Irrational Man is a highly entertaining thriller with laughs, or perhaps even a comedy with thrills. The story centres on a fictional college in Newport and two romances that unfold on its campus. The first is between Abe (Joaquin Phoenix) and a fellow lecturer, Rita (Parker Posey), and the second is between Abe and a student, Jill (Emma Stone).

And then there’s a murder mystery, which brings with it a number of moral questions and a lot of self-examination.

Abe begins the film as a laconic, boozing philosophy lecturer who sees no point to life and even plays actual, real Russian Roulette just because he can. But after making one particular, and rather surprising decision, he suddenly feels free and able to enjoy life.

Allen paints in his broadest strokes when it comes to Abe’s moods. We see him knocking back whisky in the early scenes and then later riding a bike with carefree abandon, but the character’s trajectory is still fascinating and Phoenix plays the part beautifully. He’s utterly convincing as both the slobby drunk professor and the energetic guy without a worry in the world. Phoenix has often proven himself a remarkable physical performer, and here again uses his whole body to create this character, and help elaborate on both mood and motivations.
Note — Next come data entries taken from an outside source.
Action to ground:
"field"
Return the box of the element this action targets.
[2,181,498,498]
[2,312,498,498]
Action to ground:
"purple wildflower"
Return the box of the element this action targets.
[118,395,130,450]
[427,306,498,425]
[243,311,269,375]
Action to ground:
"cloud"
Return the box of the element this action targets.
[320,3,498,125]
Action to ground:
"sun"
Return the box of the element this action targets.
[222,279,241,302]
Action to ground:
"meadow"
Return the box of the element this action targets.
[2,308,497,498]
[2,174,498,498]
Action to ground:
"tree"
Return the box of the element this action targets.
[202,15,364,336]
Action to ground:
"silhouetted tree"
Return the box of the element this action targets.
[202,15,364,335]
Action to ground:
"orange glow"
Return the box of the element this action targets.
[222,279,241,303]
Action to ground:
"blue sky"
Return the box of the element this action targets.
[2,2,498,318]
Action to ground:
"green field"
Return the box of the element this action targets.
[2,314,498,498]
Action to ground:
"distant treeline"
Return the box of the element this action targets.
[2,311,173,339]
Stone also proves herself to be one of the film’s treasures, breathing far more life into the role of Jill than you might expect from her appearance in Allen’s underwhelming and decidedly patchy period picture, Magic in Moonlight. That time, she was given far too many goofy scenes and not enough substance, but this time, Allen has written a much rounder role, something in keeping with the more interesting ingenues we’ve met in his work.
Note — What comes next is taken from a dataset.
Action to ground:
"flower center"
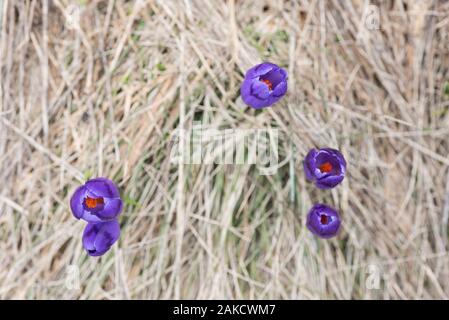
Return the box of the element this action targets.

Indeed, Irrational Man is filled with familiar Allen tropes, which isn’t surprising. It’s only the idea of a young girl constantly pushing to sleep with an older man that left me wishing he could move on. Elsewhere, there are elements in common with Crimes and Misdemeanours, Manhattan Murder Mystery and Match Point, and Allen manages to adeptly balance intellectual concepts with comedy the way he so often used to do so well.

Comparing any modern writer to the greats of Russian literature doesn’t seem like fair a game but Allen really does have the wit to ensure he wouldn’t be embarrassed by such a juxtaposition. Black comedy and philosophical ideas have often worked beautifully together, and Irrational Man stands as another grand romance between the two.

This film certainly engages the audience on an intellectual level, asking for them to constantly consider the reality of philosophical ideas, but at the same time, Allen provides so much light and breezy comedy that this never feels like hard work. And, importantly, the humour in the script never distracts from the ideas, but simply makes them easier to grapple with.

Even when the film begins picks up pace and rushes towards a thrillingly electric climax with help of some silly plot contrivances, these conveniences are and conceits superbly cushioned by jokes.

So, a character finds an obvious admission of guilt in a copy of Crimes and Punishment, providing a daft resolution to an ongoing plot thread. Because there’s such a big laugh, however, the beat plays well. This is smart stuff, and a fine example of what Allen does best.

I long since gave up on Allen’s films hitting the heights of Annie Hall or Manhattan, but Irrational Man confirms that he still knows what a masterpiece looks like, even if this is the closest he’s come to creating one in some time.